What does this all this look like? When an untraditional candidate enters the hiring pool for a coveted role, can you push the boundaries of comfort and take a risk on this person even though he or she looks or feels unfamiliar? Are you willing to suspend your biases and predispositions? Do you see a promising but quiet woman who shows signs of potential but may need some coaxing to speak up? These kinds of conscious intentionality can lead us to unlock all kinds of possibilities. If diversity can bring long-term benefits to organizations, imagine the advantages that can be reaped by multiplying that diversity – to say nothing of the personal growth opportunities that are being sown for everyone involved.
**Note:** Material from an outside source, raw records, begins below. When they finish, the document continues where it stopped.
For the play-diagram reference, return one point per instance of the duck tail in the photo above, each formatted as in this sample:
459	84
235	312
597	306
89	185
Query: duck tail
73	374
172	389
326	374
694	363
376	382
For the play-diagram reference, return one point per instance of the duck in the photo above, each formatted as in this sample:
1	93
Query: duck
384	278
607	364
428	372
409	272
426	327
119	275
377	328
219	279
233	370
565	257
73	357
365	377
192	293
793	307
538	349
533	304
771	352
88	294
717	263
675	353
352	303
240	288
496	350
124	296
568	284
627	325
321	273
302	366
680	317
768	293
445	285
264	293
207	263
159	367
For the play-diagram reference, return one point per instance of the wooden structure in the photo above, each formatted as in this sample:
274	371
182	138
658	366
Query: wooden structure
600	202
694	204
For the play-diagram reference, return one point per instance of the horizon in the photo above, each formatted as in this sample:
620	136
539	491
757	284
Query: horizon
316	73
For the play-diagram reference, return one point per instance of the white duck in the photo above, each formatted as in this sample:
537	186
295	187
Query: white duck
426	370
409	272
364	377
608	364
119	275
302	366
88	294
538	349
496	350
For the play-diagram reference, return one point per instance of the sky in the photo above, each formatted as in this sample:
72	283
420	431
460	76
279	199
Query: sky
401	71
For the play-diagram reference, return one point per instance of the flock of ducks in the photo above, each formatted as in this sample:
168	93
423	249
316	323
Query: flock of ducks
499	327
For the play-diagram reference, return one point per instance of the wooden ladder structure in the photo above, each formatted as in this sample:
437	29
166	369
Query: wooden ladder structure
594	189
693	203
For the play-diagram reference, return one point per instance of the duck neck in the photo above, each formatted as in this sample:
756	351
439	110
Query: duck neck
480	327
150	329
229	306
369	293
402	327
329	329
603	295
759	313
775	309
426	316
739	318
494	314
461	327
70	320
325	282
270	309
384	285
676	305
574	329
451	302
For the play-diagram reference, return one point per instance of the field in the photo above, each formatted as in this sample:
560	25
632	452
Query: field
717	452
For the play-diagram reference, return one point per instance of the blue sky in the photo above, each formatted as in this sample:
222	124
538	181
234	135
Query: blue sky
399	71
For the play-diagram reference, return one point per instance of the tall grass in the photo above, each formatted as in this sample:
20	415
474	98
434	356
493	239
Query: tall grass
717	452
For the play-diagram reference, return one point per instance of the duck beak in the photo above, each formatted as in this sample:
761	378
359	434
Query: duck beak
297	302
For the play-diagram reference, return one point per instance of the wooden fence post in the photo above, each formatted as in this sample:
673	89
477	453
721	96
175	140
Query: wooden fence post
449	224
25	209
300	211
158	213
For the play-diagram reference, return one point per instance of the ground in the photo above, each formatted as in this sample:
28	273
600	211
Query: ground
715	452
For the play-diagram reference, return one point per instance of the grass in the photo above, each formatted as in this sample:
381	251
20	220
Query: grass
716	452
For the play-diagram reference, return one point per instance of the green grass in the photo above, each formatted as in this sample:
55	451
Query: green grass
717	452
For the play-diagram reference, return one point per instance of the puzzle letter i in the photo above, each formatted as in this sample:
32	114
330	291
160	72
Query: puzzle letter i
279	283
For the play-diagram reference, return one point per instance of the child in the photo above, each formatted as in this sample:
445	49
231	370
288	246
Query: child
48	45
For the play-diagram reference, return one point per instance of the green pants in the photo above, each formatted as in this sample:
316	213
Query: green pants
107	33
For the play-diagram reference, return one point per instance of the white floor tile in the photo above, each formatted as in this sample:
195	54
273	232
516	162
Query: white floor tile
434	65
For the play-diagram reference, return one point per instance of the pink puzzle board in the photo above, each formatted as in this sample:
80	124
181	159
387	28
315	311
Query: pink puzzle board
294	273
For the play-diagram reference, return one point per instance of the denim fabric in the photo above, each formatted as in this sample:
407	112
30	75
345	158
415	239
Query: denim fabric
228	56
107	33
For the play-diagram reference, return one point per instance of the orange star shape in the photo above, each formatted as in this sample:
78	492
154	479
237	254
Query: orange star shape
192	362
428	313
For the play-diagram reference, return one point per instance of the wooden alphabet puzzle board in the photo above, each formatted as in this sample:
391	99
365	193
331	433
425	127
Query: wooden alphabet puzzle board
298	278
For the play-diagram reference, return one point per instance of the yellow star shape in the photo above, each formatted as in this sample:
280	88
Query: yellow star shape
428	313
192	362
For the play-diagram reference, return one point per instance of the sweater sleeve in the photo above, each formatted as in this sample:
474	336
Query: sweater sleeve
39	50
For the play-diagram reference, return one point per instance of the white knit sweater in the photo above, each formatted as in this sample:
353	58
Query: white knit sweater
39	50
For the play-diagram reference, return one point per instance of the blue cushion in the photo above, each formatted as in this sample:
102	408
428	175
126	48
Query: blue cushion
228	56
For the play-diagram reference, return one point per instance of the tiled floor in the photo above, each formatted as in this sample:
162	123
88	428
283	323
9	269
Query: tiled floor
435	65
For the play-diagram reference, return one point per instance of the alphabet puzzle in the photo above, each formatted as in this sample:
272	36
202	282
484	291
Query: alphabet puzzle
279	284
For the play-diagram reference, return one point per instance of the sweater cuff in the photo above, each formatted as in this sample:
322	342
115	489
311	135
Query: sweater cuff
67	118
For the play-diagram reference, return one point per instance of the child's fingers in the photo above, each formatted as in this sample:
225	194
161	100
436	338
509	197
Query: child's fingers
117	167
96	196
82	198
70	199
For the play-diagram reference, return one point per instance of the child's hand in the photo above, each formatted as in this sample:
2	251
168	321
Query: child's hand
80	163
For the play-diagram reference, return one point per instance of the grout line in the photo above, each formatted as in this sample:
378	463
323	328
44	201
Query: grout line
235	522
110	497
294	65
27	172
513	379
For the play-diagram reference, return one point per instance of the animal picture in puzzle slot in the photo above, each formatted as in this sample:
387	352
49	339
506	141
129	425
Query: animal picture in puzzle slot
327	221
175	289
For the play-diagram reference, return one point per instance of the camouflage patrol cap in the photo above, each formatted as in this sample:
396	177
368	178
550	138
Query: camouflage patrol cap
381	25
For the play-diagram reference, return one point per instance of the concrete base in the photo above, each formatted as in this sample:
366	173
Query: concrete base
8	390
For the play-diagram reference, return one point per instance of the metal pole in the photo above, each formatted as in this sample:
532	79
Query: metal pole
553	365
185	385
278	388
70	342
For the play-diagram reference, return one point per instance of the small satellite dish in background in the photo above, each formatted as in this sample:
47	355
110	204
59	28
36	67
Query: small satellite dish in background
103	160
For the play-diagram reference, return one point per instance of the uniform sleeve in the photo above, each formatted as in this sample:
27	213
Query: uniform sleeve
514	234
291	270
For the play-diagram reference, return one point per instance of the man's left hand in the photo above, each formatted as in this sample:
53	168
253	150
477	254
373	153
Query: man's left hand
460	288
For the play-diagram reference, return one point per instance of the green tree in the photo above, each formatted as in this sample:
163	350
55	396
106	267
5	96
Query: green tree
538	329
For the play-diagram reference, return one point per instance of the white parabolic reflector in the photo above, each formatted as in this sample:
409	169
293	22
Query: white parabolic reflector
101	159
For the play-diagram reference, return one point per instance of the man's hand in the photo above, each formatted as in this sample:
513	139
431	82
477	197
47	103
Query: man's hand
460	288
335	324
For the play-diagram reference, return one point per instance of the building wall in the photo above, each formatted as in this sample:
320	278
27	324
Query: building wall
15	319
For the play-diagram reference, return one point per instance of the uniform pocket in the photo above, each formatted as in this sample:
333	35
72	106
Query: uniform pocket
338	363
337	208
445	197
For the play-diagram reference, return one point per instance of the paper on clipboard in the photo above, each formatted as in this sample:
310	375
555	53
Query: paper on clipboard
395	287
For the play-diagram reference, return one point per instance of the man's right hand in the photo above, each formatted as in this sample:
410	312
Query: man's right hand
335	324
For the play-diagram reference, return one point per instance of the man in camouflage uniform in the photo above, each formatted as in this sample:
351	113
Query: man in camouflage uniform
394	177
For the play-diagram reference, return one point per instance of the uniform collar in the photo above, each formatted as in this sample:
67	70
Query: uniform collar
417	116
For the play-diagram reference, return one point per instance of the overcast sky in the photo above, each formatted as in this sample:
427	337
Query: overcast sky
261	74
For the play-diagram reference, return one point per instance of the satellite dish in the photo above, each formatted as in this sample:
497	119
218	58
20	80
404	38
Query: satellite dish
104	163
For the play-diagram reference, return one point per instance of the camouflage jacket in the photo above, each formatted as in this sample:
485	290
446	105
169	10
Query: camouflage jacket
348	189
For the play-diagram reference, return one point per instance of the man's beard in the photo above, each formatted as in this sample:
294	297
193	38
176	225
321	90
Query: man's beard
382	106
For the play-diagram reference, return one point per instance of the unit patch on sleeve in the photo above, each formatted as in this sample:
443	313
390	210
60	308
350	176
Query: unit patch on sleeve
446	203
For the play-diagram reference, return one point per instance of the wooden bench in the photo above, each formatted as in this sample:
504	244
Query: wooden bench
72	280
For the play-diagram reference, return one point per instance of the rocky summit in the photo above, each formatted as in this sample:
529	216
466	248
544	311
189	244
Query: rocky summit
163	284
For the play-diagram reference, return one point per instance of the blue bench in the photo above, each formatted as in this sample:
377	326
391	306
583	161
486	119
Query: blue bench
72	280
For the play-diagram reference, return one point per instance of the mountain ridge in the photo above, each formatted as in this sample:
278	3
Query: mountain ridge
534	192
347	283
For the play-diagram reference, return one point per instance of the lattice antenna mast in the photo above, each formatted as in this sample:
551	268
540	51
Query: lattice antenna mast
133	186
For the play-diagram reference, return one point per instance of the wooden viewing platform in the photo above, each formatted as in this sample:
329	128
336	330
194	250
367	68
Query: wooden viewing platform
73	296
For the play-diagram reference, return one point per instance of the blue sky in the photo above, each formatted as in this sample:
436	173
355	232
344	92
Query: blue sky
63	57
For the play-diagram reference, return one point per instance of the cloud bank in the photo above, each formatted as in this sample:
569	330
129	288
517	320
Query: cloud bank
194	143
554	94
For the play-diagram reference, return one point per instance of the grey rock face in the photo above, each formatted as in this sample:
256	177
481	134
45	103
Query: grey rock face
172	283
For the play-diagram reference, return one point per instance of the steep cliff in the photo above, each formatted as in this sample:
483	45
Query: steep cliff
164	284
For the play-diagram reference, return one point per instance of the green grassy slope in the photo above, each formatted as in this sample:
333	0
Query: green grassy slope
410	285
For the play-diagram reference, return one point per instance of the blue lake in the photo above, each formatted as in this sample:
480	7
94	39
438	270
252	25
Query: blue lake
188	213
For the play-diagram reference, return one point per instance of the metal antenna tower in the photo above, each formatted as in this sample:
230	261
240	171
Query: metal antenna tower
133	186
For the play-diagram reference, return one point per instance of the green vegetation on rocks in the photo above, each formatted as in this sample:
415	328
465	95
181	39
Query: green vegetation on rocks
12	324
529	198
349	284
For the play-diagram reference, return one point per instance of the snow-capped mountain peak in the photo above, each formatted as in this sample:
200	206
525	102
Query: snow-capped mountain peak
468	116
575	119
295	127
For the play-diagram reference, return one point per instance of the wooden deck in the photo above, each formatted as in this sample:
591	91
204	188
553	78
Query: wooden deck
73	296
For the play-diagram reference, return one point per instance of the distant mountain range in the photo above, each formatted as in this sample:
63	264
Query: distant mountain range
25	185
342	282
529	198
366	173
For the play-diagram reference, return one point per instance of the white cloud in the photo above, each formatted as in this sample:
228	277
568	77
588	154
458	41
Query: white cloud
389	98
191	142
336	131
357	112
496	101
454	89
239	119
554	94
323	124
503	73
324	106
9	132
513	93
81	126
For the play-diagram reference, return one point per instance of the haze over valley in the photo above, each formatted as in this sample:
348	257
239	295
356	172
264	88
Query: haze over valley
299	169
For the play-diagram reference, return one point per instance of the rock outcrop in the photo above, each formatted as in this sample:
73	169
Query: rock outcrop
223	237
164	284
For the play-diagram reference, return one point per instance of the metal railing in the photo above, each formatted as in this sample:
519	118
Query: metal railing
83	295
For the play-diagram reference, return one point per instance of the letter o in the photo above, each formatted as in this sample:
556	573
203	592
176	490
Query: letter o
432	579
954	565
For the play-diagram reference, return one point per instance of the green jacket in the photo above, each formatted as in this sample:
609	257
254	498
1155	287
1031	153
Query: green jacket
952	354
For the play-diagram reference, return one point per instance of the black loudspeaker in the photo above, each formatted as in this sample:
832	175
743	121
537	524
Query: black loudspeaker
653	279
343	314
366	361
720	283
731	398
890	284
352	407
By the same token, those in search of advancement and sponsorship opportunities also have a shared duty to take risks. For many of us, it will require more than hard work to climb today’s organizational ladder. Consider raising your hand to meet a challenge that others are wary to take on. Size up the project’s success factors against your own abilities, then take a calculated risk. Develop a novel point of view or a fresh way to solve an old problem. Then speak up. Your idea may be different, but if you have conviction and can defend it, keep your voice alive. Someone will notice your creativity and the next time there’s an opportunity, you just might be the most memorable candidate around.
As we look to the next normal, we should also be mindful of the women who stepped back or out of the labor force in order to care for family members who are in need during the pandemic.
So today, I ask us to open ourselves up to challenging our comfort zones and dare to make a move that feels uncomfortable in the name of closing the gender gap.
As I rose through the corporate world, I never framed the pivotal moments of my career as an outcome of risk-taking; to me, it was always about jumping in and taking on the tough jobs. But looking back, I did much of this on leaps of faith, and today I do consider risk-taking to be one of the vectors of success. By going outside of our comfort zones, we can give ourselves the room to imagine what’s possible. To close the gender gap, we must choose to challenge ourselves to think and act more boldly while pressing harder on the gas.